It’s probably important to bear in mind that the amount of museum participation isn’t how many times someone goes, how long they are there or how many people are inside a given museum. Museum participation is a variable in and of itself that will represent whatever people answered in response to the survey question, and/or how those data have been coded.

The coefficient is basically: if you increase a unit in your independent variable, how large an increase do you get in your dependent variable?

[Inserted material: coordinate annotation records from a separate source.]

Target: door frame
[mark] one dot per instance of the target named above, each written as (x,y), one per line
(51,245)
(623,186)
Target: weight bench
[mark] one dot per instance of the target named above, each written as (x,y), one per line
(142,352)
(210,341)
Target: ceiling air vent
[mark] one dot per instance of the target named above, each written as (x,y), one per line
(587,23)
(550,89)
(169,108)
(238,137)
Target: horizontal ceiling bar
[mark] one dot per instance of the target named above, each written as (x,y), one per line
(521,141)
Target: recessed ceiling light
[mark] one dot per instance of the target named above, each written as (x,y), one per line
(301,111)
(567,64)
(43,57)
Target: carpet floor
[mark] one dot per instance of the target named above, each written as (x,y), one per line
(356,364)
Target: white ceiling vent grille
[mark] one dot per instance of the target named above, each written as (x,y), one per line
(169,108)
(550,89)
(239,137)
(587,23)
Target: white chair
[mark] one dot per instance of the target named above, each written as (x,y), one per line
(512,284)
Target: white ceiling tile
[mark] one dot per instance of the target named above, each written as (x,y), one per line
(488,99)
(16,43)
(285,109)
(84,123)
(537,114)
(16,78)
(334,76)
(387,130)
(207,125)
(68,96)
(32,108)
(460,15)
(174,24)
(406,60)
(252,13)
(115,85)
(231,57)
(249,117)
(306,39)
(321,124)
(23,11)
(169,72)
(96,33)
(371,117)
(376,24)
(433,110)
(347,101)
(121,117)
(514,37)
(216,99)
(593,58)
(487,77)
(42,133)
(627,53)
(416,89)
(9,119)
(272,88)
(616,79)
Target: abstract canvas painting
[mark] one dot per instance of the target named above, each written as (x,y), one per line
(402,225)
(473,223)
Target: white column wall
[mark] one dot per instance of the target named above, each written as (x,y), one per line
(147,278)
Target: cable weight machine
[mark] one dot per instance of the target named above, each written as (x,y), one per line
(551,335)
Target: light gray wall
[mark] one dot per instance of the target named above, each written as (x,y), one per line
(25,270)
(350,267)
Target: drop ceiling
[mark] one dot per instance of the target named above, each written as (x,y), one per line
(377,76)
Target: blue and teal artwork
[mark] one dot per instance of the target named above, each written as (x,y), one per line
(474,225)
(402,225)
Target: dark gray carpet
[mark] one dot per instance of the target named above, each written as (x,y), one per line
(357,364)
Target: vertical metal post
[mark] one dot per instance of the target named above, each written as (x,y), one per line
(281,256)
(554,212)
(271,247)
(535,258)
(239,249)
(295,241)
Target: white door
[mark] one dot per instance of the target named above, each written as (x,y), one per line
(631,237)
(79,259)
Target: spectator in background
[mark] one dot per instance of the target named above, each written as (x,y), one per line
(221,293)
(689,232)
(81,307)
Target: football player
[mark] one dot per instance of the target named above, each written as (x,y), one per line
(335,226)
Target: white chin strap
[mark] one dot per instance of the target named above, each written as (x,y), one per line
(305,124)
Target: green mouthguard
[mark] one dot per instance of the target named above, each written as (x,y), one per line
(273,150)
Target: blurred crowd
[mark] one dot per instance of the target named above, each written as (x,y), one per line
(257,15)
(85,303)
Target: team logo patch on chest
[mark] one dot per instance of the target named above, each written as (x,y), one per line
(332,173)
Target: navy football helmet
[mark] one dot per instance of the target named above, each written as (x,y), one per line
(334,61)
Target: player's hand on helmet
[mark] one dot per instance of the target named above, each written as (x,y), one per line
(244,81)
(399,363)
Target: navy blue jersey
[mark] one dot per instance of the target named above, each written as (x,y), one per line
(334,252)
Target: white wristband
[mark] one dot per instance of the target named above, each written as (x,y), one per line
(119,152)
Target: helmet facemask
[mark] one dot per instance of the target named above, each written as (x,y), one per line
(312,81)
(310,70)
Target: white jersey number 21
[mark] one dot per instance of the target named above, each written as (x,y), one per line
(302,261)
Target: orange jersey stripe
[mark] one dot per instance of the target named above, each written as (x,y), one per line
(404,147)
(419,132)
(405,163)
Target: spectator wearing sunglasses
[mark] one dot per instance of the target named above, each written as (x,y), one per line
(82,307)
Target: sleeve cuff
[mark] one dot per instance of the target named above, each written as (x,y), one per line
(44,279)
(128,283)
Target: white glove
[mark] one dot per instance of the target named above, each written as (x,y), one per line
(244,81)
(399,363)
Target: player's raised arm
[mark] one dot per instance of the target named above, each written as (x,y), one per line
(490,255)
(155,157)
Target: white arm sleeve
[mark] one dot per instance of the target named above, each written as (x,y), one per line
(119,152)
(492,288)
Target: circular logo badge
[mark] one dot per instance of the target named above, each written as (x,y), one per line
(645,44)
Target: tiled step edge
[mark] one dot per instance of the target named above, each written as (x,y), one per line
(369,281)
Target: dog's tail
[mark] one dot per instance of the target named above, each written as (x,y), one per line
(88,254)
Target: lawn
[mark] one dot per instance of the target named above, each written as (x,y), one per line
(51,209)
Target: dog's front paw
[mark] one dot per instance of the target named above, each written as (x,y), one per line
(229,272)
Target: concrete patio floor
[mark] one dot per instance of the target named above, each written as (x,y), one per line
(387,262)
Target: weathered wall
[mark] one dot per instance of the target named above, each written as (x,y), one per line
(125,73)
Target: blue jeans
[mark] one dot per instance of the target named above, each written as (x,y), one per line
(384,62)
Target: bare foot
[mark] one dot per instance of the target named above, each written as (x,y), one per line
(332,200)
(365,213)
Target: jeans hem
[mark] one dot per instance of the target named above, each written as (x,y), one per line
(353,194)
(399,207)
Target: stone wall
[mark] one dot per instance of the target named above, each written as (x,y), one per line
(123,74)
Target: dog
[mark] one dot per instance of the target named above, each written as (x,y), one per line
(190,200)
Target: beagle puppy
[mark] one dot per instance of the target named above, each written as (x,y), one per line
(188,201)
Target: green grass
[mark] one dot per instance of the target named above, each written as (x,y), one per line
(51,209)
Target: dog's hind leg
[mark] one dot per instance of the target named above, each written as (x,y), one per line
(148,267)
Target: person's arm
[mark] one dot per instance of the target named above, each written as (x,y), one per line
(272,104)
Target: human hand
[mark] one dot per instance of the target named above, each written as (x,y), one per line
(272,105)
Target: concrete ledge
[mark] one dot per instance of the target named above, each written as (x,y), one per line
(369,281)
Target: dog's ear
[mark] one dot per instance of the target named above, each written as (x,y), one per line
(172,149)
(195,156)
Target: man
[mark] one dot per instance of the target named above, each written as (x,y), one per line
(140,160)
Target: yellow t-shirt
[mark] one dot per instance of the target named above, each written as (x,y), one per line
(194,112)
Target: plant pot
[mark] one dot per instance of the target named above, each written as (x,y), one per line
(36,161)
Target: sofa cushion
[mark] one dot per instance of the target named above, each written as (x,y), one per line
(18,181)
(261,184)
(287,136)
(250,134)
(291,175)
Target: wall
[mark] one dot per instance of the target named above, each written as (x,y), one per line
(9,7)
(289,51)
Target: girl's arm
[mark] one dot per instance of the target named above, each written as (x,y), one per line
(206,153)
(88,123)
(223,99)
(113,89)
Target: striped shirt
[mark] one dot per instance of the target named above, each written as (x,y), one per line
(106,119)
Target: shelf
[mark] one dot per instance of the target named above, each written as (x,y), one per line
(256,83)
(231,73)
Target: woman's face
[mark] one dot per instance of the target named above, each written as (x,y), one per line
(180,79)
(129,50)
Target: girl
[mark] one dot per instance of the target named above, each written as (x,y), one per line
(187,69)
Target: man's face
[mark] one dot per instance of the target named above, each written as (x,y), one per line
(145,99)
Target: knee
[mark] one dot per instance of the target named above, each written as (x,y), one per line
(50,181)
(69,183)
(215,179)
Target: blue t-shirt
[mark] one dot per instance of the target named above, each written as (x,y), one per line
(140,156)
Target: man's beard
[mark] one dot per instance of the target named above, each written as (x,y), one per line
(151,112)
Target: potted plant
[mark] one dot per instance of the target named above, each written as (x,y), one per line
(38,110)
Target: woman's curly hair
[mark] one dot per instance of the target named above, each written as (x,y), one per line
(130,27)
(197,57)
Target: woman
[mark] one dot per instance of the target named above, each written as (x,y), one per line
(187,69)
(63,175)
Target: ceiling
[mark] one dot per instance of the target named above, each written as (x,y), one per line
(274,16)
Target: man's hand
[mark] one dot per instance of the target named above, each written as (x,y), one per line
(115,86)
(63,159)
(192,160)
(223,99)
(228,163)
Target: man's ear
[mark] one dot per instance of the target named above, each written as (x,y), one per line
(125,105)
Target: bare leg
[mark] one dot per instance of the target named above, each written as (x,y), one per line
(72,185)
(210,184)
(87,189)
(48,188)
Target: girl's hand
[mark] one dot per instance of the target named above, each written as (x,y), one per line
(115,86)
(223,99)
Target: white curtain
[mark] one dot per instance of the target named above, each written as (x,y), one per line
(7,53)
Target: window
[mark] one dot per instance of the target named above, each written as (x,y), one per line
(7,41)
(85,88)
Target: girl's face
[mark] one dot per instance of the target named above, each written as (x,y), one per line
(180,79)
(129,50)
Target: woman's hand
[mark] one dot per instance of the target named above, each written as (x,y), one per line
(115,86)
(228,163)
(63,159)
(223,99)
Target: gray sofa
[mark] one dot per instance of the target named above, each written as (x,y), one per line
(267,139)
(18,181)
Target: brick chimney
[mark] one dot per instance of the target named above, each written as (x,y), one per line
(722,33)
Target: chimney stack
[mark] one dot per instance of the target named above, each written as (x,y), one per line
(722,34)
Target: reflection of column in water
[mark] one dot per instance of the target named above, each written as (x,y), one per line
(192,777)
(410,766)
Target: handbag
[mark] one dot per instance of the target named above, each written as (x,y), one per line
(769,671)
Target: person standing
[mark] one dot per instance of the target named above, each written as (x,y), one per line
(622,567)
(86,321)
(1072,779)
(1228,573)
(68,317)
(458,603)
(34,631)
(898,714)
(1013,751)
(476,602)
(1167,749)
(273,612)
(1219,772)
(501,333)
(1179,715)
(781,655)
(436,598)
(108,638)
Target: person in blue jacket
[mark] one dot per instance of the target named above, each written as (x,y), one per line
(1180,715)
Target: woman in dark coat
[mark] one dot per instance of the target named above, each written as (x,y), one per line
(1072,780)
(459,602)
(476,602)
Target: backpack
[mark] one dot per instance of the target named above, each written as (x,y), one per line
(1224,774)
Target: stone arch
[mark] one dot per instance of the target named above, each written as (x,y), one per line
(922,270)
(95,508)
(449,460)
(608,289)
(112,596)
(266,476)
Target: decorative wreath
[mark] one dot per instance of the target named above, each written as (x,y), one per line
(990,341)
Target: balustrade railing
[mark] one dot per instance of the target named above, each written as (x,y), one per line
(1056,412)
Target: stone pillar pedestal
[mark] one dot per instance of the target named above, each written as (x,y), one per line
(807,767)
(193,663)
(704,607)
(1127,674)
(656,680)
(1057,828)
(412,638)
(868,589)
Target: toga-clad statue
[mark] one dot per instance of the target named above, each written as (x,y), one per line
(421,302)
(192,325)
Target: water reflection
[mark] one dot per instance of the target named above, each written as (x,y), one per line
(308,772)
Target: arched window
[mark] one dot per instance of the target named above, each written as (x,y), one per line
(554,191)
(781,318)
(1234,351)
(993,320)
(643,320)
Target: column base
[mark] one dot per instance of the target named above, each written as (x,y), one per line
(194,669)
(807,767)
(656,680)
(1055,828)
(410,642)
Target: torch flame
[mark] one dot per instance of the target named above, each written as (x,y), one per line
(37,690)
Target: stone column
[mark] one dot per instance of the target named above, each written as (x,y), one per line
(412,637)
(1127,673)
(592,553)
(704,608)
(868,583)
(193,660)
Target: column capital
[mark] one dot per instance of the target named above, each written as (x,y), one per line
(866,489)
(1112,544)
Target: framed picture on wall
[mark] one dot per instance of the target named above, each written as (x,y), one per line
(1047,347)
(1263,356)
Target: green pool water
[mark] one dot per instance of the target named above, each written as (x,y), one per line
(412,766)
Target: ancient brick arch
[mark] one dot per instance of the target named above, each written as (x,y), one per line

In this example, the variable ‘museum participation’ means ‘visits to a museum a certain number of times a year’, so if you increase the museum participation, how much increase in the happiness variable is there?

The variable might have values between 0 and 1 (which means the unit increase is ‘goes from not doing it to doing it’, and it might be continuous in hours, or could be another type of proportional increase). Say it is one of the questions from TPS in Box 8.1.

During the last 12 months, have you attended a museum or gallery at least once?

1. Yes 2. No -1. Don’t know

This is either 0 or 1, for yes or no. In this instance, if people take the don’t know option, they won’t be included. The coefficient is how much of the variable ‘attended museum or gallery’ there is. So, the coefficient behind ‘goes to museums or not’ might be large, but that’s because it only goes from 0 to 1.

However, if you have ‘number of hours spent in a museum’, with values lying between 0 and 1, you would expect a much smaller coefficient because the max number of hours is much more than 1.

Remember that using income is (1) a way into understanding the relationship between museums and happiness, and (2) a way to express this relationship in financial terms.

Box 8.5 Imagining Units of Happiness, Museums and Money

Say a HAP = 1 unit of happiness.

You went to the British Museum yesterday, and your HAPs increased by 8.

The day before yesterday, someone gave you £1, and your HAPs increase by 2.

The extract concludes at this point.